Услышав знакомое, мы останавливаемся. Левша Поломкин?
– Я его помню. Помнил, – говорит за кнопками. – Рядом с ним жутко холодно. Да?
– Прав. Не отвлекайся. Сложный код, – шуршит журналами.
– Причина?
– СУР третьей стадии.
– Но ведь он еще функционирует? – Руки ходят по кнопкам.
– Перевод к вивисекторам. У них не пофункционируешь.
Надежда стоит, зажав уши. Мне тоже хочется, но поздно. Толкаю ее в спину. Почти грубо. Но разве она виновата? Виноваты какие-то вивисекторы.
– Надо вызвать воспитателя, – шепчут в темноте. – Какой у них внутренний?

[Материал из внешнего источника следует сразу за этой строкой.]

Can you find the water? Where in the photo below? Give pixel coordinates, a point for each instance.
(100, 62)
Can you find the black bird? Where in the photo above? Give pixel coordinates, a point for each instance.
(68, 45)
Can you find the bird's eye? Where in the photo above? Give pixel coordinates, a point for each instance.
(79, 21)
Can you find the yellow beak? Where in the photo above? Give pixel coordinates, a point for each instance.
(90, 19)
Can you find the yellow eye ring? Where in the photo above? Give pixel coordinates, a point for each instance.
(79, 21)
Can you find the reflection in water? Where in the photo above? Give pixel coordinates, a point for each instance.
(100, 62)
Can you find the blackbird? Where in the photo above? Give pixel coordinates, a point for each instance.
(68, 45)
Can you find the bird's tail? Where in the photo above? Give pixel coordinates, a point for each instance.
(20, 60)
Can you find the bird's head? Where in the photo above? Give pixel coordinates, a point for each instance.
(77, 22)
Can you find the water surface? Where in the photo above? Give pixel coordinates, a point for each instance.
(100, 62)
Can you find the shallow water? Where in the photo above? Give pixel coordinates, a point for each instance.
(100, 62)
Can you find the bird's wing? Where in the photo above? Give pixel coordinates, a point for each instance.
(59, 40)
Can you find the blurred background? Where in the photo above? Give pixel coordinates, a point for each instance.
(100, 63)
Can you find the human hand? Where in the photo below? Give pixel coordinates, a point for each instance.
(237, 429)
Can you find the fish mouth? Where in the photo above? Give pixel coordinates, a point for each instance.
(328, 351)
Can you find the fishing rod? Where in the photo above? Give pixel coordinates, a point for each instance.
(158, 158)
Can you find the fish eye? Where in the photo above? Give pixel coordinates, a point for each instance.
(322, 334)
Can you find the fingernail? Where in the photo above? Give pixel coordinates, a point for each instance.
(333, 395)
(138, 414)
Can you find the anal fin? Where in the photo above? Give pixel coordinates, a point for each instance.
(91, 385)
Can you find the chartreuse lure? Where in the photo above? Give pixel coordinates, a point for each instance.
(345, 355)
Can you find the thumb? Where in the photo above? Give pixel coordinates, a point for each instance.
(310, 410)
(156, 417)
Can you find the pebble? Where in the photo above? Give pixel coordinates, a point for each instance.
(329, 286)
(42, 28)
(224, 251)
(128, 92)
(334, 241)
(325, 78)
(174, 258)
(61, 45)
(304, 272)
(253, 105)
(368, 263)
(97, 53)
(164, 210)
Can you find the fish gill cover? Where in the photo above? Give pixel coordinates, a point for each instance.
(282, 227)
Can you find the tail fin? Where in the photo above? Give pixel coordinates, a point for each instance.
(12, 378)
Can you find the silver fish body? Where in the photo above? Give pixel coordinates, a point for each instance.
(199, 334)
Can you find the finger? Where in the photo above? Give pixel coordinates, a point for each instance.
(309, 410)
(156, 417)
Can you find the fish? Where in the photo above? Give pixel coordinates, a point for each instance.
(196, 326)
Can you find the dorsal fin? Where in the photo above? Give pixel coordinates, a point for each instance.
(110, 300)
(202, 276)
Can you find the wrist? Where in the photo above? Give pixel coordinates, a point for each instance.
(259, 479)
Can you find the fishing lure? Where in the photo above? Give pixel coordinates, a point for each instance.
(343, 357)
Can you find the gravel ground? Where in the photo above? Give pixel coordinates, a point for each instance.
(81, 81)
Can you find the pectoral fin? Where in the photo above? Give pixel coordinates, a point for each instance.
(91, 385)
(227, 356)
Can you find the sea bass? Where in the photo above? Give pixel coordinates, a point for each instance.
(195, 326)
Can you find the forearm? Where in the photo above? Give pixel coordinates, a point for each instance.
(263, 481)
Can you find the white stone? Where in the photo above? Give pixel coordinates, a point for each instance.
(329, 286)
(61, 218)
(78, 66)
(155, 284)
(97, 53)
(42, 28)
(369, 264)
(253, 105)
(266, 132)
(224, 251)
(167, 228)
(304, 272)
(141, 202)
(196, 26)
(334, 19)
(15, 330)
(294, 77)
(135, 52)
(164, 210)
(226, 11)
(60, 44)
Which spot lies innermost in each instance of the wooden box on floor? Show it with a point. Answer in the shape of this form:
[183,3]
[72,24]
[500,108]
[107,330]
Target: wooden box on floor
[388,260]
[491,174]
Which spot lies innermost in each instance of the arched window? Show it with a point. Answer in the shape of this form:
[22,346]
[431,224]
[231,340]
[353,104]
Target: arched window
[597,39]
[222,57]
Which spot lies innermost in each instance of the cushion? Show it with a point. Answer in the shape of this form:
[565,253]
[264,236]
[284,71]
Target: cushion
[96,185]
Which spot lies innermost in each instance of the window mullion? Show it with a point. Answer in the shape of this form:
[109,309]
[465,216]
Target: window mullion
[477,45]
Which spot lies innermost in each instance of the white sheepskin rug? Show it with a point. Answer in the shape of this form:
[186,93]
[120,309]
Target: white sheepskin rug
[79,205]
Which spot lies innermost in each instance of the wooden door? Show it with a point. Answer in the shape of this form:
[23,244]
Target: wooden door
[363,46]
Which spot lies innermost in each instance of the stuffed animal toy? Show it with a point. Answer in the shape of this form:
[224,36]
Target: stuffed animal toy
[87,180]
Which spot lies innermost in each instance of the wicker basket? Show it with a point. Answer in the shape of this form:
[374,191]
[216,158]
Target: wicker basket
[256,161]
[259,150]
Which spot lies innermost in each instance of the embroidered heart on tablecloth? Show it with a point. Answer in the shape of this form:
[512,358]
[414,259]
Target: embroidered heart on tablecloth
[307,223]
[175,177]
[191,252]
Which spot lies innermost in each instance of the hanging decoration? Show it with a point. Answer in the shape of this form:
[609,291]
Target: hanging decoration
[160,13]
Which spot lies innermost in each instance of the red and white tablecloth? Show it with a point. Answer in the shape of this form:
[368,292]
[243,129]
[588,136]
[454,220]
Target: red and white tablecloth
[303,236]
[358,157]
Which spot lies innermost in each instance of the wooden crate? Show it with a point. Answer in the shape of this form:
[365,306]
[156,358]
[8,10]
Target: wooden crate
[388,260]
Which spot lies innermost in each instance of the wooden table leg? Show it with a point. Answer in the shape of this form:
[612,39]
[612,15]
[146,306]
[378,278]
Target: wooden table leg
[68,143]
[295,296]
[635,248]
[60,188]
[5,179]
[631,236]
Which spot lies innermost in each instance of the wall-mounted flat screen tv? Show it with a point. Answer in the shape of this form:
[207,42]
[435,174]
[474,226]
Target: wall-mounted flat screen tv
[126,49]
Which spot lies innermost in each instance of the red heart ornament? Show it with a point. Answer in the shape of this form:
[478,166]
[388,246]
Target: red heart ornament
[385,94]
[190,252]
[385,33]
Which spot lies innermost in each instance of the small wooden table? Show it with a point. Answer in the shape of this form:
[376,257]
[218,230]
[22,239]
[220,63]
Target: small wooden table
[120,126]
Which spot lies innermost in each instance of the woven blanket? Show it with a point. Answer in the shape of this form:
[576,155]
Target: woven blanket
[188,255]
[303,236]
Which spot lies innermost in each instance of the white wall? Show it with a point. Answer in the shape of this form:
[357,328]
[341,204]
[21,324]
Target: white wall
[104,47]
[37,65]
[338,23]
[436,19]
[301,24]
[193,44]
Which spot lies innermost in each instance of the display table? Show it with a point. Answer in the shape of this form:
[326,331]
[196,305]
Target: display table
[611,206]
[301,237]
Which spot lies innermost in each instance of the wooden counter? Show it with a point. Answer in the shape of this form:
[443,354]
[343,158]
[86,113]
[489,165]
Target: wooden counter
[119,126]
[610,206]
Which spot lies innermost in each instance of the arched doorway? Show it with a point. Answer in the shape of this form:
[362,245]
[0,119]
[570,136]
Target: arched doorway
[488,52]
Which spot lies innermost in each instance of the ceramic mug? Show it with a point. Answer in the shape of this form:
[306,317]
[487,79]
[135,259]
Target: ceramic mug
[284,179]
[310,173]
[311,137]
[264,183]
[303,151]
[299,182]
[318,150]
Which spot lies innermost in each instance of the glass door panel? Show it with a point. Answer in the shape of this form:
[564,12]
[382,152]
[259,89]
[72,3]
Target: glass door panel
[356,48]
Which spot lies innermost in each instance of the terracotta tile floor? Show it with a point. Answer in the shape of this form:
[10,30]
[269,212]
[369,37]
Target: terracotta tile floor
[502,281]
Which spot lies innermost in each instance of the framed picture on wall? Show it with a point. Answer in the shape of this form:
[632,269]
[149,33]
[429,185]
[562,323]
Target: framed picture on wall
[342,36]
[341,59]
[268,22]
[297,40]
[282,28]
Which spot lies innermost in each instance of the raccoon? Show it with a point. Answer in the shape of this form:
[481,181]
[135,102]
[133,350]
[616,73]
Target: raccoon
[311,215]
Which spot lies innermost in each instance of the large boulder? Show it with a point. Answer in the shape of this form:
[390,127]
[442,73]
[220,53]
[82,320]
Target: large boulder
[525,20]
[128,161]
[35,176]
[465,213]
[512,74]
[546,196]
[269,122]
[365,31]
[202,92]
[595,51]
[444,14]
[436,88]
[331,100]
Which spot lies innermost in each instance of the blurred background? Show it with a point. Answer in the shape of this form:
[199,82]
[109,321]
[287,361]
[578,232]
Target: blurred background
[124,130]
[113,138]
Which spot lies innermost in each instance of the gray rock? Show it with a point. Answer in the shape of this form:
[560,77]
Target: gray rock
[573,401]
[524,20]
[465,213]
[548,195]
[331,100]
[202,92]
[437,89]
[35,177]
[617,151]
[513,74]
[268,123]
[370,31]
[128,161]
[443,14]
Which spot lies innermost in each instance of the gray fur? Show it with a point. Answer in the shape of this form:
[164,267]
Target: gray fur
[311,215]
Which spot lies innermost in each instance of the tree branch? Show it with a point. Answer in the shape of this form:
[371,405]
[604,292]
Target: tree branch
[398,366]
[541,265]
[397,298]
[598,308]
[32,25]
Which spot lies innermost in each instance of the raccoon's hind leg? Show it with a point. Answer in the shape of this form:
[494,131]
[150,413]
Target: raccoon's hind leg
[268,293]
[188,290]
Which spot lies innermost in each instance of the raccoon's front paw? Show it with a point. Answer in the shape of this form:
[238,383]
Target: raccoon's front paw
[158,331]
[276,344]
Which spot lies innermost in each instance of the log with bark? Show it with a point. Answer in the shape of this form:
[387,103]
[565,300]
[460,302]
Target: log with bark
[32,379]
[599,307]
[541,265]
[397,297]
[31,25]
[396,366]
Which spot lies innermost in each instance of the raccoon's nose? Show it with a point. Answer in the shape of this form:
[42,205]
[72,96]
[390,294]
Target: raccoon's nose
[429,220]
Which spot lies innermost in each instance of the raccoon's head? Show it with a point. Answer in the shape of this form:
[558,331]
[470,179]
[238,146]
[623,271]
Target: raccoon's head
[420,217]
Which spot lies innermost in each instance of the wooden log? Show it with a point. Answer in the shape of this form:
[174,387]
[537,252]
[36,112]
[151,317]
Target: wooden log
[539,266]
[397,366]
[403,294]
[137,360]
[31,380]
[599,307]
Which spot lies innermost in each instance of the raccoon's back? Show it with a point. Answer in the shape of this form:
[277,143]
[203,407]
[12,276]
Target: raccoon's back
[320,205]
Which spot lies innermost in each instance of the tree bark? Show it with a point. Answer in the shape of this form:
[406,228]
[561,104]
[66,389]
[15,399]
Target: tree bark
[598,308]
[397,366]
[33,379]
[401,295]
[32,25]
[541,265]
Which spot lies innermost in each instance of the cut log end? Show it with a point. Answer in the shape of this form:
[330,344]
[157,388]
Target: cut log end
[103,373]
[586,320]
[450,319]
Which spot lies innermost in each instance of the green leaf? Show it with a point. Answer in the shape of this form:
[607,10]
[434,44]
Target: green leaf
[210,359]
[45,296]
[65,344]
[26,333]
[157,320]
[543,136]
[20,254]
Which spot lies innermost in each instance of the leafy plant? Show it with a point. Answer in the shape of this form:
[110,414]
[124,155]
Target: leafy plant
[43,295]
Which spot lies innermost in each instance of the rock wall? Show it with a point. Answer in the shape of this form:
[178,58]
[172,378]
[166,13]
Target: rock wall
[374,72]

– Перестань, – отвечают. – Пусть смотрит. Может, у нее одно развлечение – смотреть.
– Жалостливый.
– Не-а. Оптималист.
– Что за зверь такой?
– Каждый феномен требует оптимального отношения. Не больше, не меньше.
– А-а-а, моя хата с краю?
– Ты их видел?
– Я туда не хожу. Берегу психическое здоровье. Может, конфетку дать?
– Не отвлекайся. Ночная смена не для отвлечений, а для упрямой работы. ОГАС жаждет информации, и наша задача – накормить ее.
– Утром опять столпотворение начнется с квартальными отчетами. И мы крайние.
– Назвался «шарашкой», делай всё, что говорят.